Dickinson is doing physical examinations on women who have been in erotic relationships with other women to try and locate a common abnormality on their physical bodies that will explain their homosexual impulses and desires. He presents each case study with the heading of the woman’s first name and last initial. For instance, there is “SUSAN K.” “PAMELA D.” “GLADYS H.” etc., (Duberman 140). The text itself, naturally, reads like notes being taken, particularly because of the fragmented statements and where the commas are placed. In describing ALBERTA X., Dickinson writes: “Given to extensive experimentation, intently passionate with women, able to obtain orgasm in two minutes or two hours, at times almost daily for months…” (141). Grahn’s “The Common Woman” poems read in a similarly observatory way, as if the author, too, is studying individual women in order to come to a conclusion about all of them as a whole. Like Dickinson, each woman Grahn is writing about has a title with her name, but unlike Dickinson who only then includes their last initials, Grahn choses to follow their first names with settings, such as: “I. Helen at 9 am, at noon, at 5:15” (Grahn 61) and “III. Nadine, resting on her neighbor’s stoop” (65). By adding a time and/or location in each of her headings, it gives the reader a sense that these are snapshots of who each of these women are at the time Grahn is observing them, but, in addition, that they have existed before and will continue to exist after the poem ends. Dickinson, however, reduces the women he studies to their name alone and continues to do so in his writings of them by only analyzing their sexual histories and physical bodies as a means to understand why they are the way that they are. Even though, Grahn’s texts are equally as split up by commas and written in a fragmentary style that mimics Dickinson’s notes (example: Nadine’s poem begins, “She holds things together, collects bail,/ makes the landlord patch the largest holes.” (62)), Grahn is including such a diverse range of characteristics and behaviors of each woman, and different aspects for different women, that it becomes clear her motive is not to find what makes each woman the same but to celebrate that they are all different.
Dickinson believes he can pinpoint a commonality between women who all participated in homoerotic behavior to explain why they desire such interactions, while Grahn is parodying the medical note-taking style to emphasize that the only definable commonality between any two women is that they exist and therefore have the right to change. Consequently, “the common woman” is always defined at the end of each poem as something different than the woman before and after her. Ultimately, it comes as no surprise that Dickinson’s conclusion to his summary is: “No definite findings could be classified as peculiar to homosexual practices” (Duberman 143).
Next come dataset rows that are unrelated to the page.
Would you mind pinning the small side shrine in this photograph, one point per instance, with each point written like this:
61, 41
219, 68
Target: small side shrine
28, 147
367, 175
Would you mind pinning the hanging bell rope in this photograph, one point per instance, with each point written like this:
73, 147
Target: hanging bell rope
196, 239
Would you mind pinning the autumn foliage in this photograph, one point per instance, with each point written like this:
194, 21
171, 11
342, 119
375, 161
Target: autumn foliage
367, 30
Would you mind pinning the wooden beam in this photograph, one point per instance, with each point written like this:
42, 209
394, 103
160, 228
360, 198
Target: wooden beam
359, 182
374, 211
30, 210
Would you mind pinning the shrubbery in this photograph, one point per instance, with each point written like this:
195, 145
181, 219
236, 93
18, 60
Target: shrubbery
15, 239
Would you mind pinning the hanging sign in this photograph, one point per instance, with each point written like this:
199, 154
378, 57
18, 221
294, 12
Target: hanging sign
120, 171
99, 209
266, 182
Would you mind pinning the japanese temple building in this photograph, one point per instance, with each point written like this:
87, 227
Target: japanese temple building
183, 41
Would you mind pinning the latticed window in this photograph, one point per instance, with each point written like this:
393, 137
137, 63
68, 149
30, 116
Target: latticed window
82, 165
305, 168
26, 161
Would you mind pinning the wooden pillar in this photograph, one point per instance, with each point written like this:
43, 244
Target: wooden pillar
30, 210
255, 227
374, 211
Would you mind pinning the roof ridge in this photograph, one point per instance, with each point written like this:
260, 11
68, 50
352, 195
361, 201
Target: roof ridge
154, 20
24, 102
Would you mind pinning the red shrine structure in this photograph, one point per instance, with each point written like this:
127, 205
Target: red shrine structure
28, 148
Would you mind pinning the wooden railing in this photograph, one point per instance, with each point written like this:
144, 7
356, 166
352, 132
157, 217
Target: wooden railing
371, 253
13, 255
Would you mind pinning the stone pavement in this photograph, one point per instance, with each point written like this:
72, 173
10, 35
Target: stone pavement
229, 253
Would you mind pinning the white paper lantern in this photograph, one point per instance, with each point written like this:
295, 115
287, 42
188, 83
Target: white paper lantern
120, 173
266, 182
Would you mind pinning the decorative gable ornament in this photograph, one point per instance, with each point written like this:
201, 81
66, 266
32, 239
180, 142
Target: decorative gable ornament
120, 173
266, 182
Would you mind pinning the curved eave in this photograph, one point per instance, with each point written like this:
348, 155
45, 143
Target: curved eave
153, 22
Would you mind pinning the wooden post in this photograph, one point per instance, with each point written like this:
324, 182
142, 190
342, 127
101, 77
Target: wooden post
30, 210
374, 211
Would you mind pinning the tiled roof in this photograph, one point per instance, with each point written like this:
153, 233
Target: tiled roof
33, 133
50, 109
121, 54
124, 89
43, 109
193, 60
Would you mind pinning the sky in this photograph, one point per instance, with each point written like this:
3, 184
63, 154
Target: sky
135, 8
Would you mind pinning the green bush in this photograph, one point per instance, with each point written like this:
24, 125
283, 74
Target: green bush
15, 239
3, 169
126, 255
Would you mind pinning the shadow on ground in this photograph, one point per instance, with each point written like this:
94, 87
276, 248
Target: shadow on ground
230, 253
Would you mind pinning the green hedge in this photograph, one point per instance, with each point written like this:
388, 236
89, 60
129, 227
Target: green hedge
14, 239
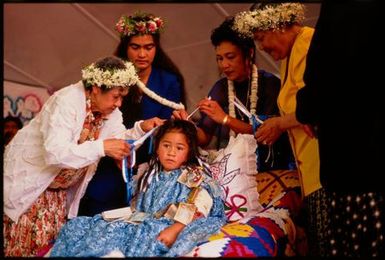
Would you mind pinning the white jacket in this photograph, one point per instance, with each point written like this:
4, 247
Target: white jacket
48, 144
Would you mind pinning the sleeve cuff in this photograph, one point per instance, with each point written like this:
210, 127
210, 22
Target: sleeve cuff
100, 148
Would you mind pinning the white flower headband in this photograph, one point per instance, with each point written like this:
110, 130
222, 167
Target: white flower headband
122, 78
110, 77
271, 17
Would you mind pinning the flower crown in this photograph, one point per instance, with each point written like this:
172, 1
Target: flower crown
271, 17
139, 23
93, 75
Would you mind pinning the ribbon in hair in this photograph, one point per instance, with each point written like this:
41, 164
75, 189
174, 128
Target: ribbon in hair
128, 170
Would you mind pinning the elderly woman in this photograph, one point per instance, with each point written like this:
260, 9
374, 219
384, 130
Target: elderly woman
49, 163
255, 88
278, 31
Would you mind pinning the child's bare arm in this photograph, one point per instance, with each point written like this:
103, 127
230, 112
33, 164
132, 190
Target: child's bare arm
169, 234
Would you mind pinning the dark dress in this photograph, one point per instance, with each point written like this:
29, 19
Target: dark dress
107, 189
268, 89
343, 99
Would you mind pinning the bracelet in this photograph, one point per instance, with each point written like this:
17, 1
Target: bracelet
224, 121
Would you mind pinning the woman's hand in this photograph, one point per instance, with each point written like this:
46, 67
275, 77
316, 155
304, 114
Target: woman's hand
149, 124
180, 114
212, 109
168, 235
116, 148
269, 131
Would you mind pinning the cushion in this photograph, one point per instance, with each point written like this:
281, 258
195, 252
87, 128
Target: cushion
235, 168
I never thought of comparing these two pieces! While I read the Psychoanalysis of Edward the Dyke, I found a lot of it familiar. So many times my concerns have been invalidated by doctors who dismiss my symptoms and twist my words. I thought it was slightly comical since the doctor of this poem was completely twisting the words spoken, which was a fun little hyperbole to read. I had kind of forgotten about the Dickinson piece that tried to find similarities between these “deviant” women. I enjoyed your connection between how the common woman isn’s a carbon copy of other woman, but rather a sort of belonging to a common experience.
This is such an interesting analysis with a thought process I had not considered before! I was not a fan of Dickinson’s descriptions of these women for several reasons but had not considered why it had felt misogynistic in a sense, but the contrast between Dickinson and Grahn when describing women had not been something I picked up on. I agree that Grahn uses these snapshots to show these women as people whereas Dickinson does not see them as whole people. I wonder if her title is a callout to how Dickinson and other men used women without seeing them as people.